Why? Because it has autonomous penetration capabilities — it can hack systems by itself, without a human pressing buttons. Governments are terrified. Big Tech is scrambling. Papers are being written this week about "Sovereign Assurance Boundaries" and "certificate-bound admission layers."
Meanwhile, the rest of us already have everything we need.
The uncomfortable truth
You don't need a trillion-parameter closed model to break 90% of web infrastructure. The fragility is already there — unpatched systems, misconfigured APIs, classic SQL injection, weak auth. The exploits aren't new. What's new is automation at superhuman speed.
Run Hermes or a quantized Gemma/Mistral model locally via Ollama. Give it access to tools. Let it chain exploits autonomously. You'll compromise more systems in an afternoon than a team of pentesters in a month.
The threat was never the model size. It's the unmonitored tool access.
The academic answer: too heavy
This week's research papers (He & Yu, Zhou et al.) propose elaborate solutions. Airlock-broker architectures. Certificate-bound execution contracts. PKI infrastructure for AI agents.
It's secure.
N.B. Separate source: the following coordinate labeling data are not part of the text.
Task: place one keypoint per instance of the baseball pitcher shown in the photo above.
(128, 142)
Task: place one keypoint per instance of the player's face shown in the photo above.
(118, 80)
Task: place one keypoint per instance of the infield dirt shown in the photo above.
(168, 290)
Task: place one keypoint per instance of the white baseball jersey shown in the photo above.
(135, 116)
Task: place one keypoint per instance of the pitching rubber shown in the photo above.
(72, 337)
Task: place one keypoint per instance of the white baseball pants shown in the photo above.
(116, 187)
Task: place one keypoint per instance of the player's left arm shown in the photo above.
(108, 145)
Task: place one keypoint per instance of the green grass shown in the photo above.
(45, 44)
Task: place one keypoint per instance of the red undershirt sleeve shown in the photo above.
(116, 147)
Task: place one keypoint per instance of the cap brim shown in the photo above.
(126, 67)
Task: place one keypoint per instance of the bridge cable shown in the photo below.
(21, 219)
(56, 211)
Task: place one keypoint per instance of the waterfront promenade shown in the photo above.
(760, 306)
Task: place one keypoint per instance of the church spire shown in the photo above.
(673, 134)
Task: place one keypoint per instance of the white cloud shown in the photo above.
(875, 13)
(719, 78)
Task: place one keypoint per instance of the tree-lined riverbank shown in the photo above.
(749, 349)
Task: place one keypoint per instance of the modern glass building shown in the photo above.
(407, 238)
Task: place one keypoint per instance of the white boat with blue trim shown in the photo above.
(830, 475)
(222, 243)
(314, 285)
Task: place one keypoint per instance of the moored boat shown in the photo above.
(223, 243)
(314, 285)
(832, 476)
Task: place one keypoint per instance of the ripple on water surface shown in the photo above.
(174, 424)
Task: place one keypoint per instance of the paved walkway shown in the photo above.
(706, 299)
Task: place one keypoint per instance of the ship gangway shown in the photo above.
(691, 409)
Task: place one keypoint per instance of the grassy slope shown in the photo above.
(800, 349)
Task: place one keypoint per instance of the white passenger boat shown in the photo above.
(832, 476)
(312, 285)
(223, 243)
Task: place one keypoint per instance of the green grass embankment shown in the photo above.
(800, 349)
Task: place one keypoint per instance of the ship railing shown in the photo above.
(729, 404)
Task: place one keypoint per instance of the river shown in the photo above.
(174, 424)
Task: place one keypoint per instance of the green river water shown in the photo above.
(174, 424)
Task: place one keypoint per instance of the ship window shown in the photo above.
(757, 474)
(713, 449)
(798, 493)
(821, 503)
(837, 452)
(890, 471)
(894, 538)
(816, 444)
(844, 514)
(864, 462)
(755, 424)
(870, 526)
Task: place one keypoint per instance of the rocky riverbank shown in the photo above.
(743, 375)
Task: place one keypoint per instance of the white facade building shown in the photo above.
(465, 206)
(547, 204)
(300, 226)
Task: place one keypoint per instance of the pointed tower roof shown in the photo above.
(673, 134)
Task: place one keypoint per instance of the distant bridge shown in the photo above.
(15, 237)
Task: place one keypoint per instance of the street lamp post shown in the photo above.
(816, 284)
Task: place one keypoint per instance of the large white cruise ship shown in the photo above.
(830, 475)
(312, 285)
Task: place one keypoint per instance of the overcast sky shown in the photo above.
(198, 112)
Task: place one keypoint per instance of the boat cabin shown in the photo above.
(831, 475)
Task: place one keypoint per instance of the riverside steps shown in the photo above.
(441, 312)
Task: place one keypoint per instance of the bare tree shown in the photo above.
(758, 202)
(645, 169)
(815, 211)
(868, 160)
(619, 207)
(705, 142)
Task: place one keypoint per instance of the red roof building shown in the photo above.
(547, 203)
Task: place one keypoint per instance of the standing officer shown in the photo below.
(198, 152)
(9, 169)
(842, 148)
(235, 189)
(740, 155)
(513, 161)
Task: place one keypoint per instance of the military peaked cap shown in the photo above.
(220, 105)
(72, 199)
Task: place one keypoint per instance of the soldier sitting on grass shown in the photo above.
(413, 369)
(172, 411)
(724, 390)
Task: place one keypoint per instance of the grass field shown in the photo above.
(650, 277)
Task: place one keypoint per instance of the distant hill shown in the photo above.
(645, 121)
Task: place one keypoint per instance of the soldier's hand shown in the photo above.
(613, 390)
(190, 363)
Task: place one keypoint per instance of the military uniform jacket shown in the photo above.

It's also slow, rigid, and bureaucratic. By the time you deploy it, the agents are already running in production.
My answer: Agent Fixer Stage
I built something different. While the papers debate theory, I wrote code.
Agent Fixer Stage is a lightweight, plug-and-play output guard for multi-agent workflows. ~850 lines of Python. Zero heavy dependencies. Sub-millisecond overhead.
from agent_fixer import AgentFixer
fixer = AgentFixer(scope="Deploy the microservice", action="clean")
result = fixer.check(agent_output)
if result.status == "rejected":
alert_security_team(result.reason, result.score)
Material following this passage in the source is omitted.